Last month, the US government announced that research articles and most underlying data generated with federal funds should be made public at no cost, a policy to be implemented by the end of 2025. adds to other important measures. The European Union’s science funding program, Horizon Europe, already requires almost all data to be FAIR (meaning findable, accessible, interoperable and reusable). The motivation behind these data sharing policies is to make the data more accessible so that others can use it both to verify results and perform further analysis.
But simply putting these datasets online will not bring the expected benefits: few datasets will be truly FAIR, as most will be untraceable. What is needed are policies and an infrastructure to organize the metadata.
Imagine you need to search for publications on a topic – say, carbon recovery methods – but you can only use article titles (no keywords, abstracts, or search terms). This is basically the situation for finding datasets. If I wanted to identify all the deposited data related to carbon valuation, the task would be futile. Current metadata often only contains administrative and organizational information, such as the name of the investigator and the date the data was acquired.
Additionally, for scientific data to be useful to other researchers, metadata must meaningfully and consistently communicate the gist of experiments – what was measured and under what conditions. As a researcher developing technology to help with data annotation, it’s frustrating that in the majority of fields the metadata standards needed to make data FAIR don’t even exist.
Metadata on datasets generally lack experience-specific descriptors. If present, they are rare and idiosyncratic. An investigator searching the Gene Expression Omnibus (GEO), for example, might search for genomic datasets containing information about how a disease or condition manifests in young animals or humans. Performing such a search requires knowing how the age of individuals is represented – which in the GEO repository could be age, AGE, age (after birth), age (years), l age (years) or dozens of other possibilities. (Often, such information is completely missing from datasets.) Because metadata is so ad hoc, automated searches fail and investigators waste a lot of time manually sifting through records to locate relevant datasets, without any guarantee that most (or any) can be found.
Some optimists assume that this problem can be solved by referencing datasets in published manuscripts, which at least include experimental details.

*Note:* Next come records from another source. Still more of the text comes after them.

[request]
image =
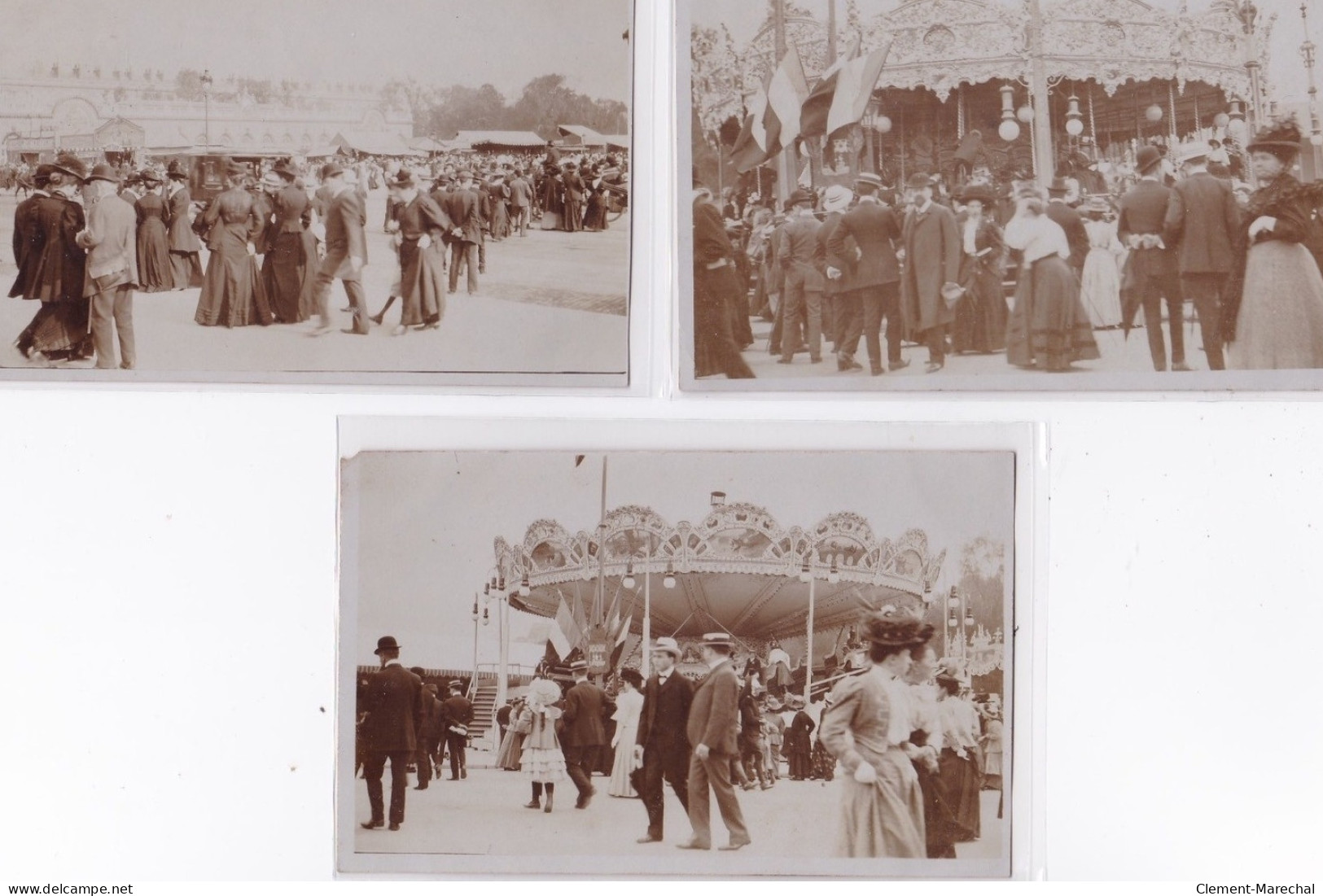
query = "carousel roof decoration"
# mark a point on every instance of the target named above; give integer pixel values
(737, 570)
(941, 44)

But often, no published manuscript ever appears; if so, its descriptions are rarely sufficient to understand the data in the form in which it is deposited. Thus, metadata for datasets should be self-contained and should follow community-accepted guidelines listing key attributes of experiences.
Where metadata standards exist, technology can help. The CEDAR Workbench, developed by my group at Stanford University in California, offers a versatile approach to creating standardized metadata. CEDAR relies on machine-readable libraries of metadata reporting guidelines and controlled terminologies adopted by specific disciplines, and it automatically generates forms that prompt those submitting data online to fill in metadata fields and annotate. datasets with all experimental descriptors approved by a datum. scientific community. (The tool has been used in fields as disparate as biomarker surveys and wind power experiments.) The result is metadata that can be reliably searched and uses specific, consistent terms that indicate what an experience really was. (For example, there is only one way to indicate “age”.) But the workshop is useless in disciplines that lack basic metadata standards – including most scientific fields.

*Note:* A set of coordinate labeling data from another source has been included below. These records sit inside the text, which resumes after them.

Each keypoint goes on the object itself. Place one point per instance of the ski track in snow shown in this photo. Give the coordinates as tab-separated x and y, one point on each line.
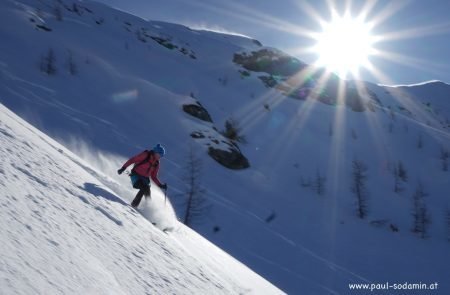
67	233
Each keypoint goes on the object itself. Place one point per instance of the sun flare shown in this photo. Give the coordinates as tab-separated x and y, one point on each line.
344	45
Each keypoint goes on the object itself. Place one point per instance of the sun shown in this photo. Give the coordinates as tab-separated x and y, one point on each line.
344	45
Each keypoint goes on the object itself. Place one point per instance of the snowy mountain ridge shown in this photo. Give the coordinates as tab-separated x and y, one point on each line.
107	84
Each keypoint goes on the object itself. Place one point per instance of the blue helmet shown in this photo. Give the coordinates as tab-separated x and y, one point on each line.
159	149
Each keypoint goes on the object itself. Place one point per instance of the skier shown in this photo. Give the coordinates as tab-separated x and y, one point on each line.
145	164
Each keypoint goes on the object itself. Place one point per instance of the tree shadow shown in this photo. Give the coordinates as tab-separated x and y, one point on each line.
100	192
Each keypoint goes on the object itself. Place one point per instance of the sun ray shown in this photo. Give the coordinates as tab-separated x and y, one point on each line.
389	10
422	31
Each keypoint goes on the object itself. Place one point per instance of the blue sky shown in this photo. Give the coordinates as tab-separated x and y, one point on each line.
419	49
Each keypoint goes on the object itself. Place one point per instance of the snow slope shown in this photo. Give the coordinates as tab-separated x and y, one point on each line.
128	93
63	232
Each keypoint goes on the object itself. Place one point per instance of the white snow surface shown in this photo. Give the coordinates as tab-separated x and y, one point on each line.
64	232
128	94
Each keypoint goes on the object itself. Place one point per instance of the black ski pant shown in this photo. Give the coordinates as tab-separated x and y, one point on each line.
144	190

If we really want to share data, we need to develop standards that can make data FAIR. Funding agencies need to go beyond mere mandates for FAIR data. The Netherlands Organization for Health Research and Development (ZonMw) in The Hague, for example, runs workshops to develop simple metadata standards that its grantees can use. This process has already produced guidelines for reporting results related to COVID-19 and antimicrobial resistance, and many more workshops are planned. As a condition of funding, ZonMw requires new grant recipients to use these standards. Other funders should adopt this more participatory approach, providing tailored assistance alongside issuance requirements. This would not only lead to better datasets for targeted research programs, but also create metadata standards that communities will want to apply.

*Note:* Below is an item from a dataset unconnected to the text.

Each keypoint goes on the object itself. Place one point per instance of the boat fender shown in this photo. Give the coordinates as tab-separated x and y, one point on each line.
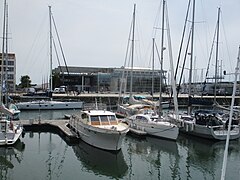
186	127
113	128
192	127
181	123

If we really want FAIR data, new international data sharing mandates will come at a significant price. ZonMw workshop managers estimate that developing a single standard costs €40,000 (US$40,000) given the labor provided by workshop participants.
Scientists and their funders need to recognize that FAIR data will require more than just a mandate – these data will require a huge investment. The research community must commit to creating discipline-specific standards for metadata and applying them across the scientific enterprise.
The author declares no competing interests.